# Decision Tree

![Image](./image/DecisionTree.png)

- A decision tree model is depicted as a tree-like structure where decision nodes (ovals or rectangles) represent points of feature evaluation that guide the classification path to leaf nodes (rectangles), which make the final prediction.

- The process involves starting at the **root node** and making decisions based on feature values to traverse the tree until reaching a **leaf node** that predicts the subject's classification.

- Based on the way choosing feature, there will be more tree

### Training Process

1. **Selecting the Current Node Feature**

2. **Branching Based on Feature Values**

3. **Repeat until the Final Node**
    - 100% data have been label, or
    - Exceed depth limit of tree, or
    - Reach the purity.

### Key Decisions in Building Decision Trees:

1. **Feature Selection for Splitting**:
   - At each node, decide which feature to split on, aiming to maximize the purity of subclasses.
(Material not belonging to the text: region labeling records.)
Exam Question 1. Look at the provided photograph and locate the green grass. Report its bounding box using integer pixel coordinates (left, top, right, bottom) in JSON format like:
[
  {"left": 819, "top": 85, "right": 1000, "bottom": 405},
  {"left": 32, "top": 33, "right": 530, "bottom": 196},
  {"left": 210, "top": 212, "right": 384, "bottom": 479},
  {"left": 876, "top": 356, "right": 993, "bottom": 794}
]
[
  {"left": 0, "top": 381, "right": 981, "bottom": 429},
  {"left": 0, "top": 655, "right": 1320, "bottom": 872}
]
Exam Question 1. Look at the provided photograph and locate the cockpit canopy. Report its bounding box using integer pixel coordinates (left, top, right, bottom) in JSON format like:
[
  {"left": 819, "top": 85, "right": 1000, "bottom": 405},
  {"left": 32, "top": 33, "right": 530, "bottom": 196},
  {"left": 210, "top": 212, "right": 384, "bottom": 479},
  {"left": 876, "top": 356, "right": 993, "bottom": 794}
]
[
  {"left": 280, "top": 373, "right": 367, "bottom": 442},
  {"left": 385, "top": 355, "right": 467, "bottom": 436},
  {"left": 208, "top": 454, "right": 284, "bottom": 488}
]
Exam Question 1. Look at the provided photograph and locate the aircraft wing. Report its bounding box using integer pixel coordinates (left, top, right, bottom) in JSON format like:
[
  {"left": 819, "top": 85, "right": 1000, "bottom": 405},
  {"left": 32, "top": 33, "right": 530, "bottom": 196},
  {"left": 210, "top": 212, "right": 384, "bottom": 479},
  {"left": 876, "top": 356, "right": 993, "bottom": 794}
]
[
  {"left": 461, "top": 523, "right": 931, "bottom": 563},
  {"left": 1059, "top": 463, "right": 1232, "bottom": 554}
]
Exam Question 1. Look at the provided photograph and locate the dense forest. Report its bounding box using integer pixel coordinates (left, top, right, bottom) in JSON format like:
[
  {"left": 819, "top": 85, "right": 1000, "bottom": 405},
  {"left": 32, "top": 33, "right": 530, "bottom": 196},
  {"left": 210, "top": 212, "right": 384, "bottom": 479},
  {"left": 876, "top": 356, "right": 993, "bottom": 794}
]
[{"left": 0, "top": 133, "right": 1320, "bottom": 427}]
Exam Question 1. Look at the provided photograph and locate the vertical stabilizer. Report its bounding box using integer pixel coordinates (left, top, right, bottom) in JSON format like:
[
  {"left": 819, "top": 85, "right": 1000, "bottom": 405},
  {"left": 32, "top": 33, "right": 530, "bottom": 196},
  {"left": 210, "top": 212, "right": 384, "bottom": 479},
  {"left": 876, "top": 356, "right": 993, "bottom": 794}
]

The goal is to achieve subsets of examples that are as homogeneous as possible (all cats or all dogs).

2. **Stopping Criteria**:
   - Determine when to stop splitting, which could be based on achieving pure subsets, reaching a maximum tree depth, achieving minimal improvement in purity from a split, or having too few examples in a node to justify further splitting.

# Entropy:

- Entropy measures the impurity (or uncertainty) in a dataset

- **Formula**: Entropy is calculated as $H(p_1) = -p_1 \log_2(p_1) - (1-p_1) \log_2(1-p_1)$, where $p_1$ is the fraction of positive

- The entropy value ranges from 0 (completely pure) to 1 (completely impure/mixed)


# Choose Feature Based on Entropy

![Image](./image/Entropy.png)

- Choosing the feature which have the biggest information gained: $H(p_1^{root}) - (w^{left}H(p_1^{left}) + w^{right}H(p_1^{right}))$

($w = \frac{Amount\space data\space on\space current\space node}{Amount\space data\space on\space root\space node}$)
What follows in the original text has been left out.